Wiceprezydent Warszawy Jarosław Jóźwiak napisał na Twitterze, że w marszu bierze udział 50 tys. uczestników. Z kolei podinsp. Magdalena Bieniak z Komendy Stołecznej Policji poinformowała PAP, że w momencie, kiedy manifestacja rozpoczęła przemarsz z pl. Bankowego, a jednocześnie ustał już dalszy napływ ludzi w to miejsce, według szacunków policji zgromadzonych było ok. 10 tys. osób.
Marsz upamiętnia rocznicę pierwszych w powojennej historii Polski, częściowo wolnych wyborów z 4 czerwca 1989 r.
Zgromadzeni mają ze sobą flagi biało-czerwone, UE, KOD, PO i Nowoczesnej. Skandują "Wolność, równość, demokracja".
Wśród zgromadzonych są b. prezydenci Bronisław Komorowski i Aleksander Kwaśniewski, którzy mają wygłosić przemówienia na koniec demonstracji. Są też m.in. b. premier Ewa Kopacz (PO) i b. liderka Zjednoczonej Lewicy Barbara Nowacka oraz szef Nowoczesnej Ryszard Petru.

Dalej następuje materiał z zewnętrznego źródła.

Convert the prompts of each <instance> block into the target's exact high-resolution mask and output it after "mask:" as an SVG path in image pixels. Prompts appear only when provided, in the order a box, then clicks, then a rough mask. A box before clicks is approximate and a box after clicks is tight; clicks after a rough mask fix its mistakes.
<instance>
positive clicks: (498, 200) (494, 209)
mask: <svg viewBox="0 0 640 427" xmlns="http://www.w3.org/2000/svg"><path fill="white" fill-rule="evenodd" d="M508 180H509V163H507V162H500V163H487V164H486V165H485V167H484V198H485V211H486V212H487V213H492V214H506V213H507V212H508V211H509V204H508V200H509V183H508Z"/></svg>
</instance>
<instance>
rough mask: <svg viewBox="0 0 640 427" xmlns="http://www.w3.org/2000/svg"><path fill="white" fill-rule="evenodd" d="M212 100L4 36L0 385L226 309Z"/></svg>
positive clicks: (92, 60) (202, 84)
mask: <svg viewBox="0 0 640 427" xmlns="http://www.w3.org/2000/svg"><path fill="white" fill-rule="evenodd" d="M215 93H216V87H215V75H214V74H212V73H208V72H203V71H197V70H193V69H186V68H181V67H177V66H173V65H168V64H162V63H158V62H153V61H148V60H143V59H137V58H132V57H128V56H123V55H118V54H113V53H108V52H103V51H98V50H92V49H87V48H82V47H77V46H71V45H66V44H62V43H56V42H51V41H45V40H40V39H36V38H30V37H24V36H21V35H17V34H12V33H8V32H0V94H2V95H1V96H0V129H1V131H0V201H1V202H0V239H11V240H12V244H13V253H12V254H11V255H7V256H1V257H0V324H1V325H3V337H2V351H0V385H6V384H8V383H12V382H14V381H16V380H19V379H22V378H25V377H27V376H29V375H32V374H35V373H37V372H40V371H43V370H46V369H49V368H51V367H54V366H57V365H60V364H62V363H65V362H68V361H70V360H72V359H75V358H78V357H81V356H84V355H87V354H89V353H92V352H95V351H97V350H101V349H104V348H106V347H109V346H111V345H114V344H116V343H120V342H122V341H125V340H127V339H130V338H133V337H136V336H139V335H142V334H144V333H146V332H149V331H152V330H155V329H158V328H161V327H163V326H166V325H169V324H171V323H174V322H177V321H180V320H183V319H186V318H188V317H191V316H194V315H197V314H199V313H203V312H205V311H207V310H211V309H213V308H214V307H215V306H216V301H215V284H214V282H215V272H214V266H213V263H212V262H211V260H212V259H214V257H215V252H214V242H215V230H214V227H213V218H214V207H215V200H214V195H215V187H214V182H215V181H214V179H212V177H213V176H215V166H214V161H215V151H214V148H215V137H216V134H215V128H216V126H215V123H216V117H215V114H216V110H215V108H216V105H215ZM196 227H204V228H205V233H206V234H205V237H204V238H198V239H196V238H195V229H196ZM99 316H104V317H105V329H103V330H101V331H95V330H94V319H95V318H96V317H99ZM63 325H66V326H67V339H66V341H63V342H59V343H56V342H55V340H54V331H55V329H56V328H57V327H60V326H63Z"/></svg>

Komorowskiemu, który w sobotę obchodzi urodziny, tłum odśpiewał "Sto lat". "Kiedyś, w czasach PRL-u, gdy śpiewało się na imprezach opozycyjnych +Sto lat+, to nigdy nie było wiadomo, czy nie chodzi o sto lat więzienia. Mam nadzieję, że dzisiaj to już jest nieaktualne" - podziękował b. prezydent.
Lider KOD Mateusz Kijowski powiedział na pl. Bankowym, że w 1989 r. "byliśmy razem, dzisiaj niestety razem już nie jesteśmy". "Bardzo nad tym ubolewam. Jesteśmy narodem, powinniśmy być w stanie przynajmniej ze sobą rozmawiać, ale nie można rozmawiać z ludźmi, których jedynym celem jest pozbawienie nas wolności i przejęcie władzy w państwie w każdym jej aspekcie, niezależnie od tego, czy jest to władza wykonawcza, sądownicza czy ustawodawcza" - powiedział Kijowski.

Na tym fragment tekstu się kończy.